[citation][nom]malphas[/nom]A good user-interface is one that allows a high degree of customisability rather than enforcing a particular style on the user. If Microsoft make their UI as flexible as possible, the use their usage data to tweak the default settings to suit the majority of users and less technically adept users then they can have their cake and eat it.I've never been satisfied with a Windows GUI on a fresh install, but always been able to customise it to my liking. At present I have nothing pinned to my Taskbar, fourteen of my most used programs pinned to the Start Menu, disabled most of the default user directories like "Documents", ""Pictures", "Games" etc., and have everything in the Notification Area hidden besides the volume control and network status. "Show desktop icons" is disabled. It's a very clean layout and simple/quick to work with, but probably not all like the typical Windows user UI.[/citation]
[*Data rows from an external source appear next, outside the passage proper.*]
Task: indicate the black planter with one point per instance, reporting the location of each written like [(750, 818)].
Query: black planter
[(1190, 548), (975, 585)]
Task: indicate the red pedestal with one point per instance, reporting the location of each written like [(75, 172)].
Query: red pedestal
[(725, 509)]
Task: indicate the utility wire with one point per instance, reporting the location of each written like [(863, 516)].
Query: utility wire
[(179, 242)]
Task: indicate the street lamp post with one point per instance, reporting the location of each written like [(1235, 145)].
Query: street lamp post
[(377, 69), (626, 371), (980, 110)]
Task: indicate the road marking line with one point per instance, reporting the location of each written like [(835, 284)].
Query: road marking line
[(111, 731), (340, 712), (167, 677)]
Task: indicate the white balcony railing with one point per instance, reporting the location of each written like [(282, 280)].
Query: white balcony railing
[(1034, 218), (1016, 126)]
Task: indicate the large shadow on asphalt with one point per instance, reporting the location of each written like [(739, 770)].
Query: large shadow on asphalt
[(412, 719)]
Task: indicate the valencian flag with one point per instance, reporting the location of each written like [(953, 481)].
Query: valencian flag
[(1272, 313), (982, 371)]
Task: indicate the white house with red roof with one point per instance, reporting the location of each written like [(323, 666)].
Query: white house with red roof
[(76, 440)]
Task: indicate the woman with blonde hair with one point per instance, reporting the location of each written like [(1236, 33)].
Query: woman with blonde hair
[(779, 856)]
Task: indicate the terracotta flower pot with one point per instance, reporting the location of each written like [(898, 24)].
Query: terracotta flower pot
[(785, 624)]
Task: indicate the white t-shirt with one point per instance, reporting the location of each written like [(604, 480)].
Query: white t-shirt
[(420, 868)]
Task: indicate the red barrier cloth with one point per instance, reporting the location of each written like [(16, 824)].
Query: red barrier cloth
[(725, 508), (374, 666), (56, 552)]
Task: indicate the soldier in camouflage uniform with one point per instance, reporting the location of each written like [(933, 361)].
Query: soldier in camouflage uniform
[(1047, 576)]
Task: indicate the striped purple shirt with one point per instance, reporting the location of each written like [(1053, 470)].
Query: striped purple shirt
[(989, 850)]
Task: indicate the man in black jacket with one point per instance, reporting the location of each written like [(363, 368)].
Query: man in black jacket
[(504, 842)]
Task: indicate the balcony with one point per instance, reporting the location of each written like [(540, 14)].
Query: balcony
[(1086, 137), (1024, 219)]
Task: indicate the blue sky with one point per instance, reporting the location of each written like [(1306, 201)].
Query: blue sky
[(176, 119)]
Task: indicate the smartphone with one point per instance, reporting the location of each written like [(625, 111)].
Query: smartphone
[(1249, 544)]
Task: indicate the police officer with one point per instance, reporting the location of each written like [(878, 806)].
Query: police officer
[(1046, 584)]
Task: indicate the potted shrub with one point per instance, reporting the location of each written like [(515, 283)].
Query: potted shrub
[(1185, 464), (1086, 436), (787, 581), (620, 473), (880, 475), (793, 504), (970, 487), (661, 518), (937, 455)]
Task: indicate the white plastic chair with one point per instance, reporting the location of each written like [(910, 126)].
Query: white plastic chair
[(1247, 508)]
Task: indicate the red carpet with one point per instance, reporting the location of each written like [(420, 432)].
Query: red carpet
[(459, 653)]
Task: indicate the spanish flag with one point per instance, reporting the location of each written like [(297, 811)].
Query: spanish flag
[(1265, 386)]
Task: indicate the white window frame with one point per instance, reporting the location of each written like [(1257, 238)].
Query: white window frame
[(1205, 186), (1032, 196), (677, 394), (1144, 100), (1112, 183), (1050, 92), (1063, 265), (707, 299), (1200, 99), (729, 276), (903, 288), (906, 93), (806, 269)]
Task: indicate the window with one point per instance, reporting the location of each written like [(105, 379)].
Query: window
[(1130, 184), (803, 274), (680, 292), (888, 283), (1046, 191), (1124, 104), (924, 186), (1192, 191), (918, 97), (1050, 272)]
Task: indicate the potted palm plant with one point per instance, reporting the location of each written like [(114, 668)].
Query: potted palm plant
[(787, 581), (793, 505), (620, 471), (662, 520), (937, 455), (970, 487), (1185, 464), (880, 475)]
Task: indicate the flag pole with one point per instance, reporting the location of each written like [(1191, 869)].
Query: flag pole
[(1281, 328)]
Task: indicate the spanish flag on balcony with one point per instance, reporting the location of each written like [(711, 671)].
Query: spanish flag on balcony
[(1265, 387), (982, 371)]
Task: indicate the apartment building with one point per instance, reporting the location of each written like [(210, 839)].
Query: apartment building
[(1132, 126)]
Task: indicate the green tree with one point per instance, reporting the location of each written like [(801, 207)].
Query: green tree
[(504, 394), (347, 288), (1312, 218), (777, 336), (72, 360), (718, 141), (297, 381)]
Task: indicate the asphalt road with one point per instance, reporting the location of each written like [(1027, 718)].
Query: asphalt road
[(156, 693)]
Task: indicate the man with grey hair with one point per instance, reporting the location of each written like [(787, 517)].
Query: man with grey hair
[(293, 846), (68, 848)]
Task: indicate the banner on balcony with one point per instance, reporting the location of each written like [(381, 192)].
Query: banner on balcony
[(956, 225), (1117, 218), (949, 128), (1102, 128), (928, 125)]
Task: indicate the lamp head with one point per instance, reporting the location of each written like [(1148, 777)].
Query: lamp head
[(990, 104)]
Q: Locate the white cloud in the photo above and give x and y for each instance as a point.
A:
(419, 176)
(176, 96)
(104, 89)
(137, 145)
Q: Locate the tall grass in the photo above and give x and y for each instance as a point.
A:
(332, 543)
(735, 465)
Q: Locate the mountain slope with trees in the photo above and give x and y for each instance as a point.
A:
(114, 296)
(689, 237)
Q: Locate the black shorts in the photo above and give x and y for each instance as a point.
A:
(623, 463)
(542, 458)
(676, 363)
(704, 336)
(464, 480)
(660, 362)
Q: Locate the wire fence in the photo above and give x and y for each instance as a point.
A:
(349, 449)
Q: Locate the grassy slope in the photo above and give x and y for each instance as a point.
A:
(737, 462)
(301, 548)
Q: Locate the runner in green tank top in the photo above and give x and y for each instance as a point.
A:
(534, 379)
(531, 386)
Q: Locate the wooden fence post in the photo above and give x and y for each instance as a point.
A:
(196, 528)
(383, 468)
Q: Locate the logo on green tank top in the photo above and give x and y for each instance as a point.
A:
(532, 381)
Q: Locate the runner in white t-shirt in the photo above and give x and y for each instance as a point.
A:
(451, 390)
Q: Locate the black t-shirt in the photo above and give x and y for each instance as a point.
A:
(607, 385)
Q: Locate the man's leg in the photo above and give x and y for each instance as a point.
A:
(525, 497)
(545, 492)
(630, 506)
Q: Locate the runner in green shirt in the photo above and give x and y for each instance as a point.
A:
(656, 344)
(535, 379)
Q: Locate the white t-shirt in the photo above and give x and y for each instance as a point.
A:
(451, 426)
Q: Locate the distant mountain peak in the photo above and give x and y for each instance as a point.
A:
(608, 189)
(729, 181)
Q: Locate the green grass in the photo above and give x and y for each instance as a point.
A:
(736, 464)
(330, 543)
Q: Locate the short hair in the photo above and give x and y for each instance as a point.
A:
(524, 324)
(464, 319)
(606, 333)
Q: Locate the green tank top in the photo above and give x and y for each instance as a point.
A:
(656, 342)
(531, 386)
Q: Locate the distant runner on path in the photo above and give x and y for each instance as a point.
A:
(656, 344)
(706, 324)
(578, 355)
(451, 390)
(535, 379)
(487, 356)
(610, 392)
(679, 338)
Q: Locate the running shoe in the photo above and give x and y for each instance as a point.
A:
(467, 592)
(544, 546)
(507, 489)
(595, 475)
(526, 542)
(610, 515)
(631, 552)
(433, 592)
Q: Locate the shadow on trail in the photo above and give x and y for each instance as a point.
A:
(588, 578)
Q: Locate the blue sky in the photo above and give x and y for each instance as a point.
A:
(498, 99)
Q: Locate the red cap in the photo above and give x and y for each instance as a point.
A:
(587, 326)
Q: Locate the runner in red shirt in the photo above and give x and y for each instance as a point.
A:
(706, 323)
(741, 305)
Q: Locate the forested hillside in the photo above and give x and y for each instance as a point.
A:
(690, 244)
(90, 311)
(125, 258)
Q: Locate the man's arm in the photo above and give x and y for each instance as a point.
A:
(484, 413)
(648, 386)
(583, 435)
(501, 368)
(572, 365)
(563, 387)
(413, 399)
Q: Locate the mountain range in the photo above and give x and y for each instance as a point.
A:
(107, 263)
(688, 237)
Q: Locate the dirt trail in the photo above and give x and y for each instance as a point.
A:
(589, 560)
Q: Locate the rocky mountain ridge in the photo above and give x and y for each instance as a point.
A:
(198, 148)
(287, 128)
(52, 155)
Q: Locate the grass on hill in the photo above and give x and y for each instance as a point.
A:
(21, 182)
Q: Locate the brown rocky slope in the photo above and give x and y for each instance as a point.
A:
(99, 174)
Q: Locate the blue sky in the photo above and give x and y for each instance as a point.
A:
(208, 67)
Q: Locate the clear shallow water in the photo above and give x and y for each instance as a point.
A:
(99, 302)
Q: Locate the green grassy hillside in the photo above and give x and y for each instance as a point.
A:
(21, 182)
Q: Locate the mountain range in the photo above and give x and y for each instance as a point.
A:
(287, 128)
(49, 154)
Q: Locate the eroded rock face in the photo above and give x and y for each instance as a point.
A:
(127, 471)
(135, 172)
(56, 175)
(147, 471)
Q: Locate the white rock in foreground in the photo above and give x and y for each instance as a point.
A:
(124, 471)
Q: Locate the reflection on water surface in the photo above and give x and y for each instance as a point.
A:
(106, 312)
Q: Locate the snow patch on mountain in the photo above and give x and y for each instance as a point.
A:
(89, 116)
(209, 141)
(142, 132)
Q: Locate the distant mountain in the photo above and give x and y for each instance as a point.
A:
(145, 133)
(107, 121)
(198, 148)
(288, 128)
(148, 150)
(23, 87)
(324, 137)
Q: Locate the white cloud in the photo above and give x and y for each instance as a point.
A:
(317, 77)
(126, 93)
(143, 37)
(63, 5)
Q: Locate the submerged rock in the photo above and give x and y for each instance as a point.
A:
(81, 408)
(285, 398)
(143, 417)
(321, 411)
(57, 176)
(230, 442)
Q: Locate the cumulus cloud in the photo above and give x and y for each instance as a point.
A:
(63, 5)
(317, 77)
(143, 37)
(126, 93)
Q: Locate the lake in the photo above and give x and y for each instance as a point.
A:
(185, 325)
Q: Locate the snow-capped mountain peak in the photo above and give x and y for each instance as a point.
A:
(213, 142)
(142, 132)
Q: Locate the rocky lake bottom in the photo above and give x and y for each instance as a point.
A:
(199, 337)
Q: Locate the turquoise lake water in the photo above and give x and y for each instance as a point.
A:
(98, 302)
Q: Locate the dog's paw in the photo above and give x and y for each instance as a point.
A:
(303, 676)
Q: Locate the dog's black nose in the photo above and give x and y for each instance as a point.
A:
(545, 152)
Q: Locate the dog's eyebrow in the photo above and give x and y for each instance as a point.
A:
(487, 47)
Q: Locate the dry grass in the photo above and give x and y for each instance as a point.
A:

Exactly! I am the opposite. In reading this I have to keep opening the start menu just to know what people are talking about because I NEVER use it. I have 15 pined programs to the super bar at work, and nearing 30 at home. It is easier to manage and organize, and changes over time to what I am using. Some crazy people litter their desktop with icons which I find morally offensive. But it is just another way people can use the device. The point is that it works either way!
With my habits I will rarely see the metroUI, so I don't care much about it, and kinda like the potential there. But you are right; The start screen will drastically kneecap the ability of people to use the computer they way they want to. especially in it's current unfinished state where nothing can be really customized, only organized.
Let us have more say in what shapes we can use. Give us list views, and smaller/larger tiles. Allow us to use more/less rows in our columns. Let us change the backgrounds and color schemes like our desktop. Let us display system information in the background if we want to, and disable it if we don't. Give us options, we are not mac users. We buy our computers because they are Personal Computers. Extensions of ourselves! Give us control, or at least the illusion there-of, so that we can do things without that feeling that MS is looking over our collective shoulder.
My favorite part of vista/7 is the transparent glass look of the thing. Minimize the font sizes for the bars, use small icons, use a near transparent white, hide the start bar, and you know what you get? A nice, open, clean looking interface that stays out of the way and merely does what it is supposed to: show the content of the programs you are using! No more of the cartoon winXP look, or the blockey win95-2K look. It all just goes away leaving user experience.
And if you like all that junk in your face you can make it as dark and oppressive as your heart desires. The choice is yours for you are user!